Moving Mountains: NGS Researchers Reevaluate the Heights of Colorado Mountain Peaks

Colorado has more than 50 peaks with summits above 14,000 feet (see Figure 1). Referred to as the “14ers,” these peaks are all slated to become a bit “shorter” in a few years, with the implementation of the new national vertical datum. A new study published in the Journal of Geodesy by a team of researchers at the National Geodetic Survey estimates their new elevations, along with uncertainties on the new values.

The key takeaways from the paper include:

• All of the 14ers have updated estimated elevations and uncertainties. The changes in elevations are due to both:
• the upcoming adoption of a new national geopotential datum
• as well as a re-analysis of the original heights based on classical geodetic surveying techniques (see Figure 2)
• All the 14ers continue to be above the 14,000’ threshold, though there is some “shuffling” in their rankings. No peak is newly ‘elevated’ to the 14er level. Huron Peak, is now the lowest 14er, with an estimated elevation of 14,004.1’ in the new geopotential datum.
• Currently published North American Vertical Datum of 1988 (NAVD 88) elevations on the mountain peak triangulation stations are found to be systematically too high by roughly 1 meter. To investigate and correct this, the team developed a novel technique to redetermine these heights from the historical triangulation data that was measured in the 1950s.

 

The mountain summit elevations were determined using a combination of two data sources:

• Airborne LiDAR data, acquired via the United States Geological Survey (USGS) 3-D Elevation Program (3DEP) and Colorado Water Conservation Board. These data were used to provide raw ellipsoidal heights.
• A number of available geoid models (i.e. high-resolution models of the Earth’s geopotential field) were used to convert the ellipsoidal heights into orthometric heights (i.e. “heights above sea level”). A combination of these models was used as a proxy for the eventual, “final” model that will serve as the new vertical datum in the National Spatial Reference System (NSRS).

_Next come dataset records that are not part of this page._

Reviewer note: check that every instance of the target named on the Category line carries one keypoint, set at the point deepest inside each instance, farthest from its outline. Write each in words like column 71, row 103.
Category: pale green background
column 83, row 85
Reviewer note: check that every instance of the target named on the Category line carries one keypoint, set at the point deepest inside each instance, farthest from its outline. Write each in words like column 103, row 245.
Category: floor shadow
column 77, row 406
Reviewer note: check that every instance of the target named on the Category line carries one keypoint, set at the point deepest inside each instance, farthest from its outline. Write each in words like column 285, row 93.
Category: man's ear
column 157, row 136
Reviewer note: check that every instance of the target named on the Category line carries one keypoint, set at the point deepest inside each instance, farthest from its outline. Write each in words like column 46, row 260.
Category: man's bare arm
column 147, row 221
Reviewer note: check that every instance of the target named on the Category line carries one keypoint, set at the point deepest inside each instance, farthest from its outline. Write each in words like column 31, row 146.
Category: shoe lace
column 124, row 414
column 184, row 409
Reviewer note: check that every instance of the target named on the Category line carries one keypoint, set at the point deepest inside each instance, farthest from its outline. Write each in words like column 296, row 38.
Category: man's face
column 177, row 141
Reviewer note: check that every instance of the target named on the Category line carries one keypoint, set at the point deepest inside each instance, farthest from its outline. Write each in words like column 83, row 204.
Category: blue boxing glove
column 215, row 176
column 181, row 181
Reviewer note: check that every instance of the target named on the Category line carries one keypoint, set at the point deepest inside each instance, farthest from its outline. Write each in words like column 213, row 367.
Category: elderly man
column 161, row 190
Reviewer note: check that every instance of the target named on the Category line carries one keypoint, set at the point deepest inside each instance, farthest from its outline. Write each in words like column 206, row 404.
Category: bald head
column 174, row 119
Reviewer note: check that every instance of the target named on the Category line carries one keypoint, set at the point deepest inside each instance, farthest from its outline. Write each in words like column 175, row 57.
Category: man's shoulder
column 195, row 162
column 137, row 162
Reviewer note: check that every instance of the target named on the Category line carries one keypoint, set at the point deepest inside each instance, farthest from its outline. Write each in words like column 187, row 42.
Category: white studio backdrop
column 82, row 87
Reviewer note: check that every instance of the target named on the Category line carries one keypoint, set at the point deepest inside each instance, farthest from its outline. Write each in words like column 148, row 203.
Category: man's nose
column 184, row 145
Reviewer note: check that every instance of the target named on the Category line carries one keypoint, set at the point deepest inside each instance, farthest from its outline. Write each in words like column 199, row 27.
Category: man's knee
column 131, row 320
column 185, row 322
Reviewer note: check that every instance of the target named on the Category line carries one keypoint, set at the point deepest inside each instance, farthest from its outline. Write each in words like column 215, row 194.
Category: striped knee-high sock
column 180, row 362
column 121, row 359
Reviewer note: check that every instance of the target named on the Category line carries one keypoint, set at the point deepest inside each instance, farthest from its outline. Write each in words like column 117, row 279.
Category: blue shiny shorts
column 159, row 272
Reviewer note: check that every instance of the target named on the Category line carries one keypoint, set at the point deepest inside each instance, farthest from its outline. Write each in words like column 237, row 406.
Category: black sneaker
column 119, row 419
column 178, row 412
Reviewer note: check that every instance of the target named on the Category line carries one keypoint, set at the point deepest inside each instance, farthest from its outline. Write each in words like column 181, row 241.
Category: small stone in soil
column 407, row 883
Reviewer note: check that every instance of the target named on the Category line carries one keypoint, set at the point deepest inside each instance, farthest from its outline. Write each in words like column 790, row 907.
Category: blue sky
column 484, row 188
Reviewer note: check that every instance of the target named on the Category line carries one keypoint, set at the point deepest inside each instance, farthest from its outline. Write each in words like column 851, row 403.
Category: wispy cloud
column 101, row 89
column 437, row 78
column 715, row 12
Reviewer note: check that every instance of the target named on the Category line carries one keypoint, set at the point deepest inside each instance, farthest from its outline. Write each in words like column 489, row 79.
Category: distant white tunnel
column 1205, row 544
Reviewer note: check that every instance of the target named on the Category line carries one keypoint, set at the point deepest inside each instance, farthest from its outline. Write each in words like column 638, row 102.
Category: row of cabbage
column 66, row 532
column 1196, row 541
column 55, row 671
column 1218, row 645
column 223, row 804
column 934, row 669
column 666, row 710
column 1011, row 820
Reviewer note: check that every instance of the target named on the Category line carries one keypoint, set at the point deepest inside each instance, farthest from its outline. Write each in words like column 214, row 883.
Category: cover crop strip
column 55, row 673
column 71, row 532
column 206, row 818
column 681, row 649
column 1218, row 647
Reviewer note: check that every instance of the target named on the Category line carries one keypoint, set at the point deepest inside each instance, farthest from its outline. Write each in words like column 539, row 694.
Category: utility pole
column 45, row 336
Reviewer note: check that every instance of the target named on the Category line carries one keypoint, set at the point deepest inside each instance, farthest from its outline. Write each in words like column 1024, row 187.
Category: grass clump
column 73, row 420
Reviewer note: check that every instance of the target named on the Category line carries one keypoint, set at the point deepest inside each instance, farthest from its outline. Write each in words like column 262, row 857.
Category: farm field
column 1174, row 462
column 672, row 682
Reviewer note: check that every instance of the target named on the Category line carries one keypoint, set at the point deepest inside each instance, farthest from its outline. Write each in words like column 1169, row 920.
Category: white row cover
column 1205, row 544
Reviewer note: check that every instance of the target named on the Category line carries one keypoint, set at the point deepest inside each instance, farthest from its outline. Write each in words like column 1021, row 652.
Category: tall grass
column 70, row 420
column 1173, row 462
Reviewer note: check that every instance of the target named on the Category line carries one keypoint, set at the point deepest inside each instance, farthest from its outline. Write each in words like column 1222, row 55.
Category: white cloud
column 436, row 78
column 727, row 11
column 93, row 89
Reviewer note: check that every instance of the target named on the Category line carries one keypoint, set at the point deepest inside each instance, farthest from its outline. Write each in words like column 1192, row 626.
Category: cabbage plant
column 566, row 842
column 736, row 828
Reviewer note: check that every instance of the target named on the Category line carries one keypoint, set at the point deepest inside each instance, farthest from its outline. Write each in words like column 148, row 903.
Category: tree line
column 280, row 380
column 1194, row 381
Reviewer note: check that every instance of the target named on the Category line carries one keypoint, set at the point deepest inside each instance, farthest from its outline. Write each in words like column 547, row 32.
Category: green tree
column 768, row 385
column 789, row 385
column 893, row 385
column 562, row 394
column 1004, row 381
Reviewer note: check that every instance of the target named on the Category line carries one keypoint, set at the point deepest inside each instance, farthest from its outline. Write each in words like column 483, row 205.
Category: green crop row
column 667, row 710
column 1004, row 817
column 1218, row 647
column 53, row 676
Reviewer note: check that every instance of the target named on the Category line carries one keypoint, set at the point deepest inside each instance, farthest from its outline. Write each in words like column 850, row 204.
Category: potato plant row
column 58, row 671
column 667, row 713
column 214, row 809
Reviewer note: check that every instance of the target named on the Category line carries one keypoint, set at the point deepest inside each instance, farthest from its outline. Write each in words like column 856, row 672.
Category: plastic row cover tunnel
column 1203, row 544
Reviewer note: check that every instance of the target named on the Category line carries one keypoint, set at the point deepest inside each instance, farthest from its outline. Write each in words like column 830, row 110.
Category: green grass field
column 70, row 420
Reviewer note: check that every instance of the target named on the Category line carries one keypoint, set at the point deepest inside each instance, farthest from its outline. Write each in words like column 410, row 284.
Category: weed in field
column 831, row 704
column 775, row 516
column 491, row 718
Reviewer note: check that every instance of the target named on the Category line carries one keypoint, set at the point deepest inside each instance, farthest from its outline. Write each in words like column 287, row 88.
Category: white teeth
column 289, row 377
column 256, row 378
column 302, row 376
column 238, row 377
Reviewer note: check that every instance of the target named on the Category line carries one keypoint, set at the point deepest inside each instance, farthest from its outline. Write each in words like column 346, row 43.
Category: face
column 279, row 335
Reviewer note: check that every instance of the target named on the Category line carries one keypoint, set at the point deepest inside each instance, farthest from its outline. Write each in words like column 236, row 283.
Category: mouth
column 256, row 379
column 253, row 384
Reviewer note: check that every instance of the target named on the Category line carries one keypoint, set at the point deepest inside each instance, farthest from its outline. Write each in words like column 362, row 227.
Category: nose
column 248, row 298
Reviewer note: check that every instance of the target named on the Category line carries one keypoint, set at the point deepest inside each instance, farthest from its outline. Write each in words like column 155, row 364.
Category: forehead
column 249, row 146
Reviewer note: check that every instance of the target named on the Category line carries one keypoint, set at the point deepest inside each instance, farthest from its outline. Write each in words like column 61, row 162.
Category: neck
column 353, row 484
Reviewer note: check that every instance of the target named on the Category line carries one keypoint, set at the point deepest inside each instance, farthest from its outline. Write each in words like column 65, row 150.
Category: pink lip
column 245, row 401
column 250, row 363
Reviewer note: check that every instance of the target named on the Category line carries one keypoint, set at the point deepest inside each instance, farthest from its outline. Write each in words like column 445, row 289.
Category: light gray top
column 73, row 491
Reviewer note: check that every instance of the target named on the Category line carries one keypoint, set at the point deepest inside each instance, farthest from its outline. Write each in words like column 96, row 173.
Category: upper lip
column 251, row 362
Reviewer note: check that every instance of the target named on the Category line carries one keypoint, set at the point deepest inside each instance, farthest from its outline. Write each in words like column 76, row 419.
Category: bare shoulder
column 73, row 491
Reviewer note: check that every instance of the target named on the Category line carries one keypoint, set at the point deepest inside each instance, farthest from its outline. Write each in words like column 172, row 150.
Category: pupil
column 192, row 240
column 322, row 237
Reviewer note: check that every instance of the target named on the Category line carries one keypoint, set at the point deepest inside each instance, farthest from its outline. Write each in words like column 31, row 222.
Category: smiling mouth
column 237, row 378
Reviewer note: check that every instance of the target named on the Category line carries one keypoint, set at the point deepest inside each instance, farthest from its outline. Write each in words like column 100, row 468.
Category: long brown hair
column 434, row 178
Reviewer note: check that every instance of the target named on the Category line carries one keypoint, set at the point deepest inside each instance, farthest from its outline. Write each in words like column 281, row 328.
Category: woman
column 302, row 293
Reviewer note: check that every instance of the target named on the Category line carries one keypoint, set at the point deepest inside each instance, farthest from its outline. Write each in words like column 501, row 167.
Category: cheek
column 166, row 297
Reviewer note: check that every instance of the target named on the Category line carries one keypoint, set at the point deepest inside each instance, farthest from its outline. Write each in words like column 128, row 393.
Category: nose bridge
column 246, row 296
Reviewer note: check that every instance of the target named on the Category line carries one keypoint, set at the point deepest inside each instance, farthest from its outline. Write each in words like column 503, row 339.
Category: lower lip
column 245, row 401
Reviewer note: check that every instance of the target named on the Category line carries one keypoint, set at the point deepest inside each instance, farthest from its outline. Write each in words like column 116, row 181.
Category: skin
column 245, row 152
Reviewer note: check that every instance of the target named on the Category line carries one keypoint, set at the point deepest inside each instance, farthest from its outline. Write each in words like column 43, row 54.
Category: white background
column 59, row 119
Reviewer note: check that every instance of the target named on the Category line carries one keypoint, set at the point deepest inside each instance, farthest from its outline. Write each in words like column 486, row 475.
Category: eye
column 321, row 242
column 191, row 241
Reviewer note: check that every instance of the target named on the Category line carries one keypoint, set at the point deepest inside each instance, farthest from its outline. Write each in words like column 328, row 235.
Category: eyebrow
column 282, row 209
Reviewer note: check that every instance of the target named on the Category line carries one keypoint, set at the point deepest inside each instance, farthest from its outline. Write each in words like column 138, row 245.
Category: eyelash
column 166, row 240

And, for the first time, uncertainty estimates of the summit elevations are also available. These range from about 6 to 8 cm and are determined through a combination of the LiDAR component and the geoid model variability. The uncertainties were independently validated using ground-truthed data from the 2017 Geoid Slope Validation Survey (GSVS17) in southern Colorado (the data points that form the red “line” in Fig.1. van Westrum et al. 2019).

Based on existing nationwide GPS and leveling data, NGS had already calculated estimates of the expected elevation change based solely on the change to the new datum: approximately -60cm throughout Colorado. However, during the course of this study, the authors discovered that the summits were actually appearing to decrease by almost another meter: -160 cm! Further investigation led the team to reevaluate the historical triangulation data that was acquired in the 1950s and originally used to estimate the mountain elevations. The triangulation-based zenith angles were re-analyzed and re-adjusted and found to be too high by about 100 cm. Correcting for this led to much better agreement with the expected datum change estimates. In doing so, the study also independently determined an atmospheric refraction correction term that is in good agreement with results from C.F. Gauss in 1827.

Finally, and of significant importance to the geodesy community, results from this paper highlight the differences in various geoid models including those from global geopotential models (GGMs) such as the Earth Gravitational Model 2008 (EGM2008) (Pavlis et al. 2012). Geoid modeling is inherently difficult in rugged terrain, and the lower resolution GGMs exhibit a pronounced shift from those of higher resolution geoid models over all of the Colorado summits. The GGM-based geoid undulations are systematically too low by 2 to 8 cm depending on the specific model, which would result in heights being too high by the same amount.

The results of this paper have broad implications for all elevations across the nation with the upcoming modernization of the National Spatial Reference System. The new NSRS will be the foundation for all surveying and mapping in the US going forward. While this paper relies heavily on LiDAR data (due to a lack of dedicated geodetic observations on the peak summits), applications requiring the most precise results will utilize geodetic-grade Global Navigation Satellite System (GNSS) observations along with the new NSRS geopotential datum to determine elevations (as illustrated in the figures below).